“Libraries at the Crossroads,” a new survey from the Pew Research Center shows that library use has “ebbed downward” over the past three years, “although it is too soon to know whether or not this is a trend.” At the same time, Americans “believe that libraries are important community institutions and profess interest in libraries offering a range of new program possibilities.”
During PALA’s Annual Meeting, April 17 in Milwaukee, attendees talked about their successes with programs, materials, and services to the Polish American community, but they also talked about their challenges, the largest of which is universally recognized as funding. Cutting library staff and in some cases libraries entirely, is a trend, and a disturbing one, especially when what the community wants is new and innovative services and programs, in addition to the traditional books and story hours. Service to the Polish American community becomes more problematic as waves of new immigrants stop coming to the USA, return to Poland, or move to communities where assimilation is the byword.
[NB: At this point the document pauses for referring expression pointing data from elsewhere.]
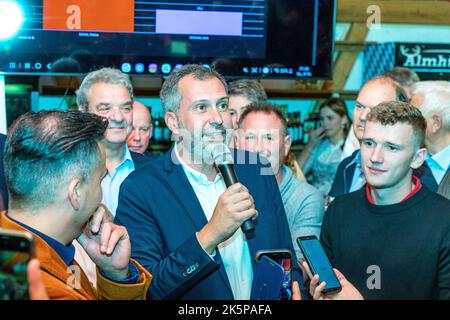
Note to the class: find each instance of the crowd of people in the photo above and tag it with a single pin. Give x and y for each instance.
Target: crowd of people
(374, 187)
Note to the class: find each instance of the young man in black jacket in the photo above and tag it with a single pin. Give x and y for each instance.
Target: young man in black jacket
(391, 239)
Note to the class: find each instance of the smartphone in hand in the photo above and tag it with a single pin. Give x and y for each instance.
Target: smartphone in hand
(283, 257)
(16, 250)
(319, 264)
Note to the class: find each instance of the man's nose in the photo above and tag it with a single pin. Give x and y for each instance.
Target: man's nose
(377, 155)
(363, 116)
(215, 117)
(116, 115)
(136, 135)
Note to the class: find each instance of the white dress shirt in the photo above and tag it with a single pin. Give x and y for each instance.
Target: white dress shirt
(234, 252)
(439, 163)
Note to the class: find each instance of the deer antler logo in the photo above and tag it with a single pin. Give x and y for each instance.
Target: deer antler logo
(410, 54)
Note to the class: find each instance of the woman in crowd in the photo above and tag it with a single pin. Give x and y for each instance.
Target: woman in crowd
(321, 156)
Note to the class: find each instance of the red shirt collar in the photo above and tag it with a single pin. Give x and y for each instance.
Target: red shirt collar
(417, 187)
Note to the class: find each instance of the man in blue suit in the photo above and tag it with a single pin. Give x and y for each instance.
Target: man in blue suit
(184, 223)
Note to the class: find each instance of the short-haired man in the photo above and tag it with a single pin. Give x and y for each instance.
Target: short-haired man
(405, 77)
(139, 138)
(243, 92)
(391, 239)
(349, 175)
(263, 129)
(108, 93)
(183, 220)
(435, 107)
(54, 164)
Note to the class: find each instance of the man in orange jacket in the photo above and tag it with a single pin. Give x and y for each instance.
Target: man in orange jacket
(54, 165)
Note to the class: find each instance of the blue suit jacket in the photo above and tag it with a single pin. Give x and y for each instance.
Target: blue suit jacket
(158, 206)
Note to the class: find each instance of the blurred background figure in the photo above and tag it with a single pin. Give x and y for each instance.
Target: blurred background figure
(139, 138)
(433, 100)
(405, 78)
(322, 155)
(264, 130)
(243, 92)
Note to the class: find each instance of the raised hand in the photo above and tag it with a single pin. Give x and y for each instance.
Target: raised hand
(235, 206)
(107, 244)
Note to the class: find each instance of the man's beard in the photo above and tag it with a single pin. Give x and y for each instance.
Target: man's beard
(196, 143)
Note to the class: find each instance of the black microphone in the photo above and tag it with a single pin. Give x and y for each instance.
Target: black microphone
(223, 160)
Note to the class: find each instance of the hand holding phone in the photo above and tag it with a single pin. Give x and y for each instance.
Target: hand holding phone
(319, 264)
(283, 257)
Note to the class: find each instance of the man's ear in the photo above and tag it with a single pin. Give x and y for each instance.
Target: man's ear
(435, 122)
(287, 144)
(419, 158)
(74, 193)
(172, 122)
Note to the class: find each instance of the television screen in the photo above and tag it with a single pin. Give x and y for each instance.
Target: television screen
(240, 38)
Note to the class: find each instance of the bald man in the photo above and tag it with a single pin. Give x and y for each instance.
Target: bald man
(142, 129)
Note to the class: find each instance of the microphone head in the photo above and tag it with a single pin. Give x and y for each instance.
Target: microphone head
(220, 153)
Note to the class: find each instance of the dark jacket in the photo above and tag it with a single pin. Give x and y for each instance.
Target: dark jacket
(161, 211)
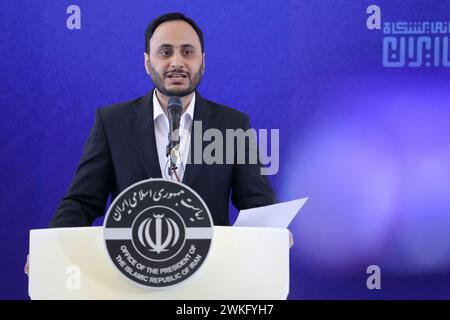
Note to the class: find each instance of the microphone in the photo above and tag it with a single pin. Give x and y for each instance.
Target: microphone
(174, 108)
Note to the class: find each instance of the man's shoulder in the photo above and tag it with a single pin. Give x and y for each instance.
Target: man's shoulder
(222, 110)
(124, 108)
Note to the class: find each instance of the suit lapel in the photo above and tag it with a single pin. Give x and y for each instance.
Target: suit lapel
(143, 130)
(203, 111)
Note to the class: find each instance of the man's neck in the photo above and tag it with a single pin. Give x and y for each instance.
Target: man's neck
(164, 100)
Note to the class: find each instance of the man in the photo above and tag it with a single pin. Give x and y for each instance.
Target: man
(128, 140)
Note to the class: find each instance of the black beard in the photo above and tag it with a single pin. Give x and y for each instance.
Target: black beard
(158, 81)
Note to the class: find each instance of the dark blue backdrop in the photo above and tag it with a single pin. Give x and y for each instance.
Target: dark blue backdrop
(367, 143)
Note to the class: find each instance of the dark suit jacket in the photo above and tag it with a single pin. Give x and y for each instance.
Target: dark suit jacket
(121, 150)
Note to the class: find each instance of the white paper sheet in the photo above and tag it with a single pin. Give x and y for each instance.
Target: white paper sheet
(277, 215)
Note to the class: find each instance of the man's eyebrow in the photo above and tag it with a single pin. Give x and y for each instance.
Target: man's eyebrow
(166, 45)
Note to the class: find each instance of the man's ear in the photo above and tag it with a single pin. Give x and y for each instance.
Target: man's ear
(147, 62)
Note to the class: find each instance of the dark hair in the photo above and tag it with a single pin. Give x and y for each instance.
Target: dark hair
(170, 17)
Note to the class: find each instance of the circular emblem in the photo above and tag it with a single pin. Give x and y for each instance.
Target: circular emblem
(158, 232)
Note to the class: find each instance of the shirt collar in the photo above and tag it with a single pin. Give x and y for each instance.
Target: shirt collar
(158, 110)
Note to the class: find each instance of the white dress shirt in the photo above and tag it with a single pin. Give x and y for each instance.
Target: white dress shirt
(161, 123)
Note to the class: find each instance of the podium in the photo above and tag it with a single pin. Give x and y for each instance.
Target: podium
(244, 263)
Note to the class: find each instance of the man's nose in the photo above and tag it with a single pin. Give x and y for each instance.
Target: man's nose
(177, 61)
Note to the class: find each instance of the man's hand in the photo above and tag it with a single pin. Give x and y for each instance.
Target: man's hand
(291, 239)
(27, 265)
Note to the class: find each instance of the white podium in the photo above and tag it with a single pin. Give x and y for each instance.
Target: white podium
(243, 263)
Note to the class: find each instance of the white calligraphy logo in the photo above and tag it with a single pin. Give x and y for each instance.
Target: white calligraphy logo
(159, 243)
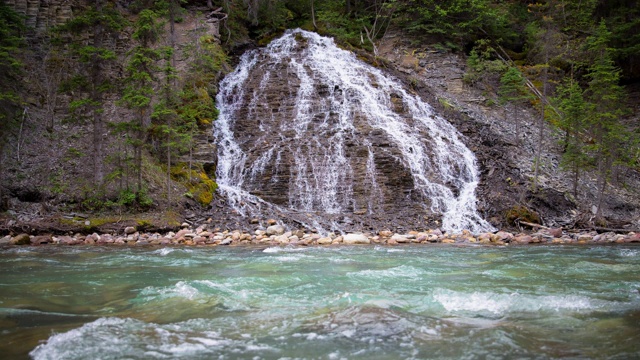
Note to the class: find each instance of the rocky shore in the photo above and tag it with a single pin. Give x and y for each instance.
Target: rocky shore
(276, 235)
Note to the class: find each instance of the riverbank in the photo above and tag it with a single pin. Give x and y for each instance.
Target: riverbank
(274, 234)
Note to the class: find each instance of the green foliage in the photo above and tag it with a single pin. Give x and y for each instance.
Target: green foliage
(574, 110)
(200, 186)
(512, 87)
(482, 63)
(463, 21)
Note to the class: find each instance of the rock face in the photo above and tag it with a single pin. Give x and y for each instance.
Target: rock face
(308, 130)
(42, 15)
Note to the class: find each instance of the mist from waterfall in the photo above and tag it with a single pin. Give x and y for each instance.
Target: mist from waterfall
(321, 141)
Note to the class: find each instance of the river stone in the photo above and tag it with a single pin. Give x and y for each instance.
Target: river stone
(400, 239)
(275, 230)
(41, 240)
(22, 239)
(282, 239)
(324, 241)
(355, 239)
(555, 232)
(5, 240)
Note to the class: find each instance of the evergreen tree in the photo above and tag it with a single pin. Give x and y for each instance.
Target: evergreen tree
(574, 111)
(91, 82)
(514, 91)
(138, 92)
(608, 98)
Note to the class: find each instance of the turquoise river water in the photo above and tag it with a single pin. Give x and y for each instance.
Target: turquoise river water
(369, 302)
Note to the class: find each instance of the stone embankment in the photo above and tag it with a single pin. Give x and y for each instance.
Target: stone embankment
(274, 234)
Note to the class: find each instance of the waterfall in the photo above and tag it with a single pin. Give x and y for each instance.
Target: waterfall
(307, 128)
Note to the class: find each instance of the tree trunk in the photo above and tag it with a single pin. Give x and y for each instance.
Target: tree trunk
(516, 118)
(96, 97)
(3, 203)
(576, 178)
(541, 124)
(313, 16)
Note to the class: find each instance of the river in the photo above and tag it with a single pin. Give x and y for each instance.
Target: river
(365, 302)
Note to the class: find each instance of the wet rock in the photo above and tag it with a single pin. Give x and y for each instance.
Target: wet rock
(324, 241)
(555, 232)
(41, 240)
(5, 240)
(282, 239)
(523, 239)
(355, 239)
(275, 230)
(400, 239)
(22, 239)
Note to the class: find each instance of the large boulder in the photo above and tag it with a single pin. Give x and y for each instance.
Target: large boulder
(355, 239)
(22, 239)
(275, 230)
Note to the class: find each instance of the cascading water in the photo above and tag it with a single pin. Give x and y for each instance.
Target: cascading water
(307, 128)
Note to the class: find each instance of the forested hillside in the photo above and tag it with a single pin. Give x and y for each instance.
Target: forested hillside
(108, 105)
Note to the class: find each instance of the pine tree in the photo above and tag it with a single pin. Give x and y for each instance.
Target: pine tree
(90, 83)
(138, 92)
(514, 91)
(608, 98)
(574, 111)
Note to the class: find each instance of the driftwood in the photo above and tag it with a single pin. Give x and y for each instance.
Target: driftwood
(604, 229)
(533, 225)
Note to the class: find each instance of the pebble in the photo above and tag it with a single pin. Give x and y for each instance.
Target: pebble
(275, 234)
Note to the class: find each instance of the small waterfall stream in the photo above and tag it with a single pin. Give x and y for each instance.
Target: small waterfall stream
(307, 128)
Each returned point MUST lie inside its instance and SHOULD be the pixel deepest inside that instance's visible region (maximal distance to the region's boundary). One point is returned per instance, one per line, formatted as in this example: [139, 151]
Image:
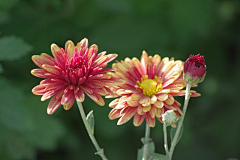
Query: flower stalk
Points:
[100, 151]
[165, 137]
[146, 142]
[174, 142]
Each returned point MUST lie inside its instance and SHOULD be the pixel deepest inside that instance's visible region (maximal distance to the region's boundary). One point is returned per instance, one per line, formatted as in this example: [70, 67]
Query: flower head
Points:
[71, 72]
[194, 69]
[149, 89]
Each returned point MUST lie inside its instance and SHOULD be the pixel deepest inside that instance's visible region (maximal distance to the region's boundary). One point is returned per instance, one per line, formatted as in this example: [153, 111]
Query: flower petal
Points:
[129, 113]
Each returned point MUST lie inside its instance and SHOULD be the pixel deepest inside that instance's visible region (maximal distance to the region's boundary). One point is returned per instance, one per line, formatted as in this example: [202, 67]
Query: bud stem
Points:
[174, 142]
[165, 138]
[94, 141]
[146, 142]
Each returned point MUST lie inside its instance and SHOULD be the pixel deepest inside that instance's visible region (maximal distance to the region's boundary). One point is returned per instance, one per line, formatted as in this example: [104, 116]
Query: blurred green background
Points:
[172, 28]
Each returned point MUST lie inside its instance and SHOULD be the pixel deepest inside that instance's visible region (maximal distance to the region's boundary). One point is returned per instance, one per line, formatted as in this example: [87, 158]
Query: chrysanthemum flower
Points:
[71, 72]
[149, 89]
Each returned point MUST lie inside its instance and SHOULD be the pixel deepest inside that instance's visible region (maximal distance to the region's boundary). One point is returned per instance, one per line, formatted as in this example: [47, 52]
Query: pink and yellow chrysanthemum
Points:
[149, 89]
[71, 72]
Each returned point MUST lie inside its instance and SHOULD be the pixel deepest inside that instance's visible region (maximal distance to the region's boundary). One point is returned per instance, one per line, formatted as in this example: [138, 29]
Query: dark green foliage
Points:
[170, 28]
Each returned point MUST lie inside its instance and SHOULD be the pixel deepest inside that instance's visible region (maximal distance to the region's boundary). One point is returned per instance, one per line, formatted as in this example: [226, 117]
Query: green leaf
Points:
[157, 156]
[90, 119]
[151, 149]
[1, 69]
[173, 131]
[12, 48]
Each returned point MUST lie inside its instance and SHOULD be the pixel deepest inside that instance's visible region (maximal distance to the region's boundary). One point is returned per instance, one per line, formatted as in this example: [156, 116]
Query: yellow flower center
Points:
[150, 87]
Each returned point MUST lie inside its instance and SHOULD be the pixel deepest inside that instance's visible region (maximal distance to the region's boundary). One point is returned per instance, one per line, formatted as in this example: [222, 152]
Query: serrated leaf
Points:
[12, 48]
[90, 119]
[173, 132]
[151, 149]
[157, 156]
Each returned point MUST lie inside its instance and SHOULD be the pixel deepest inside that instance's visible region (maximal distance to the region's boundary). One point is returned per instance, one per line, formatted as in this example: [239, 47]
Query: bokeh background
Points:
[172, 28]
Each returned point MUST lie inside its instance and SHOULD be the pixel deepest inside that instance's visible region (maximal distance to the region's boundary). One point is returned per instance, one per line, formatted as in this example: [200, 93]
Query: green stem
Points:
[146, 142]
[165, 137]
[174, 142]
[99, 150]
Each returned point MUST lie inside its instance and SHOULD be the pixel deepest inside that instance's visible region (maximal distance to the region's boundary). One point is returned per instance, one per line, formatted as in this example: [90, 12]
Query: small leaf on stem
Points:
[151, 149]
[173, 132]
[157, 156]
[90, 119]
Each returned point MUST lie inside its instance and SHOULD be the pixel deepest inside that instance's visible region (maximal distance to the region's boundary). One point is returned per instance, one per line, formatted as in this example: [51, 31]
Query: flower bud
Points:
[194, 69]
[170, 118]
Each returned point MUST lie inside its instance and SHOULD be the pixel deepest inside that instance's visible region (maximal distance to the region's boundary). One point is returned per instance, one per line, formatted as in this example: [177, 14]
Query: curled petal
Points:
[129, 113]
[69, 48]
[96, 98]
[54, 104]
[80, 95]
[114, 113]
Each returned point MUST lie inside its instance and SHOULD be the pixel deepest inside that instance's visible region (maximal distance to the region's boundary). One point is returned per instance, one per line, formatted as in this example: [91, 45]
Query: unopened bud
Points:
[169, 117]
[194, 69]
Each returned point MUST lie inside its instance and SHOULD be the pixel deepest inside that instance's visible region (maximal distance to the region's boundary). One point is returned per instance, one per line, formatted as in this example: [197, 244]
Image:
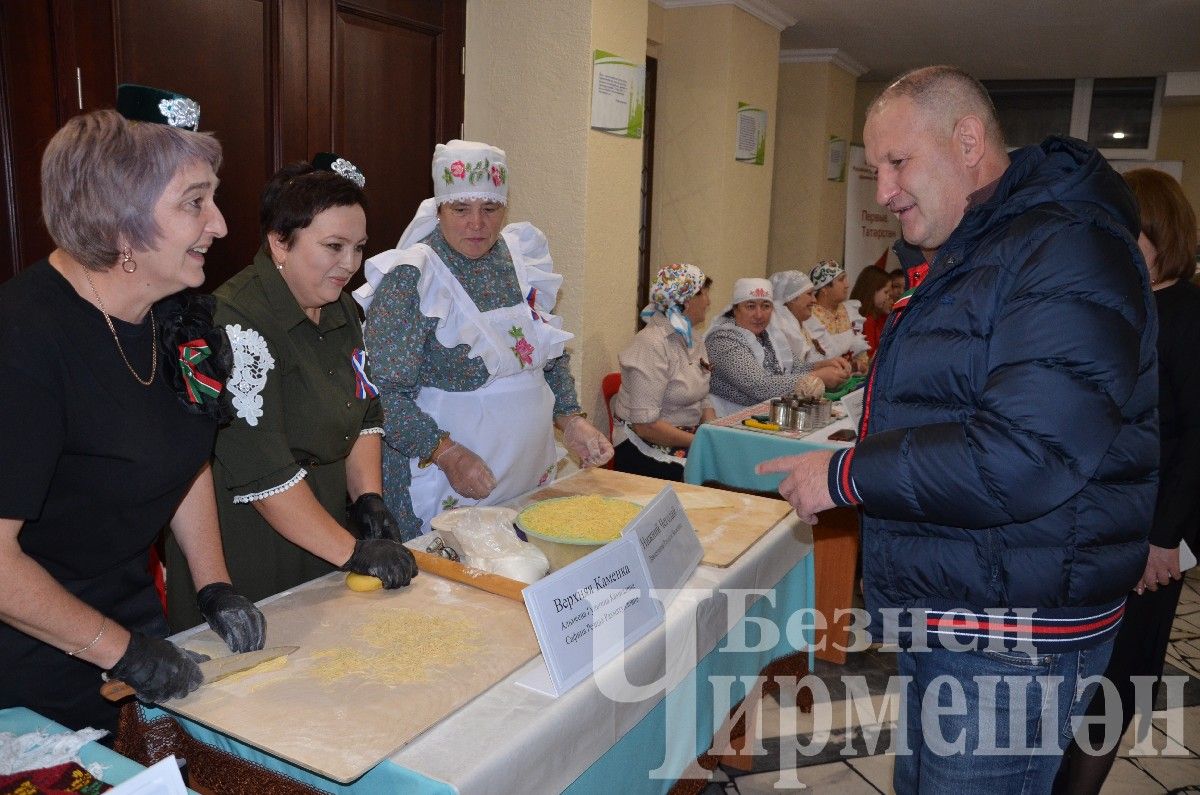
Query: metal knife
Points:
[213, 670]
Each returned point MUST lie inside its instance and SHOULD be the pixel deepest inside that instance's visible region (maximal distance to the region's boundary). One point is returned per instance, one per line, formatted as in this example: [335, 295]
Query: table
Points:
[18, 719]
[727, 455]
[511, 739]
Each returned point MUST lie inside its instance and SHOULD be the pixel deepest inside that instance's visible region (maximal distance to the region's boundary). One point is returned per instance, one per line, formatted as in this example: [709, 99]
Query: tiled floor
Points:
[850, 763]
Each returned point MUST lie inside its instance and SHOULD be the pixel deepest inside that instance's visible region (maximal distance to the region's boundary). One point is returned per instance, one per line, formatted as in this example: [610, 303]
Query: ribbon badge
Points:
[363, 386]
[197, 384]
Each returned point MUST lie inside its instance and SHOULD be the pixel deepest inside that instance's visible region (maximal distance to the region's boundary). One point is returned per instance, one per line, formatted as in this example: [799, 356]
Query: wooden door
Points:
[394, 91]
[376, 81]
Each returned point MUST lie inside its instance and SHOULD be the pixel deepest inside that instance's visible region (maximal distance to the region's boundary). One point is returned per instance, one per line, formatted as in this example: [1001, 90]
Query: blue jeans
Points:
[989, 722]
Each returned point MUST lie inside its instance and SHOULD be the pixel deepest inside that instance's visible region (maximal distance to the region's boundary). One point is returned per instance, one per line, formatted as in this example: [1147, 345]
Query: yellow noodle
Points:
[402, 646]
[583, 518]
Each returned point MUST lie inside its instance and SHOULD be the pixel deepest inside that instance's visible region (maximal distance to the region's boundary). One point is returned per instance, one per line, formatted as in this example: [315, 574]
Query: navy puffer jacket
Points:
[1009, 443]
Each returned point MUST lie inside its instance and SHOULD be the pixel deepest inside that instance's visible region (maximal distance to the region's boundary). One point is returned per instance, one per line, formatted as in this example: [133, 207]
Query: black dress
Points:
[1145, 631]
[95, 465]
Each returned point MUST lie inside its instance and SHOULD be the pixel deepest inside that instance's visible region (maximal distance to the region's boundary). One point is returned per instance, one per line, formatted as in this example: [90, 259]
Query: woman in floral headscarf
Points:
[664, 378]
[748, 365]
[467, 356]
[837, 324]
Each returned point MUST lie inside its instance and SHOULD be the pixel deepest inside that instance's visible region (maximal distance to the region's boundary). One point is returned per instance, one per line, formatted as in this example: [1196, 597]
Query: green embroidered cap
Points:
[157, 106]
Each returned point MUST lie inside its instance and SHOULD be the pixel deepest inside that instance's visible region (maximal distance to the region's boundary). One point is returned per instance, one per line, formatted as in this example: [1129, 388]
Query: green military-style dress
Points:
[303, 399]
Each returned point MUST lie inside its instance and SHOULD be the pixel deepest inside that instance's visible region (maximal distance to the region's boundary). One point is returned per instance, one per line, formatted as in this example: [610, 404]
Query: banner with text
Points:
[870, 228]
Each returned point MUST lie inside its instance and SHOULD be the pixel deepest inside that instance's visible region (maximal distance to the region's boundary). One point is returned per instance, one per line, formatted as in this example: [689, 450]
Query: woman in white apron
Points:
[466, 352]
[748, 365]
[793, 305]
[664, 378]
[837, 323]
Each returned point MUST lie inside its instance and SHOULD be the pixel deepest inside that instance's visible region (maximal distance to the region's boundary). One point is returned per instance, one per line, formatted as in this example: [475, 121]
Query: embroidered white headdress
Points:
[468, 169]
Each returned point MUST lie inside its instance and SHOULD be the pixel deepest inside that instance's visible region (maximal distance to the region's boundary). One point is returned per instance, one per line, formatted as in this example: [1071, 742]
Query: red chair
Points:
[609, 387]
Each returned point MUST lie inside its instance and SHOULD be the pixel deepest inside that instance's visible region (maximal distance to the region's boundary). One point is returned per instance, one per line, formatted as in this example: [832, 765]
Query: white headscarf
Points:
[468, 169]
[791, 344]
[744, 290]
A resolution PALA made last year in the face of declining membership and the lack of resources, is to concentrate our volunteer efforts on continuing education and on partnering with and supporting the efforts of related organizations by attending their programs, meetings, and conferences. Our goal is to further our mission through interaction with organizations such as the American Library Association and its round tables and state chapters, the Polish Museum of America, BookExpo America, the Jan Karski Educational Foundation, university libraries and Polish studies programs, publishers of Polish materials, and the International Federation of Library Associations and Institutions, which is scheduled to hold its 2017 World Library and Information Congress in Poland. Involvment in PALA can be your doorway, as it is mine, to a new understanding of the world of library and information science and technology.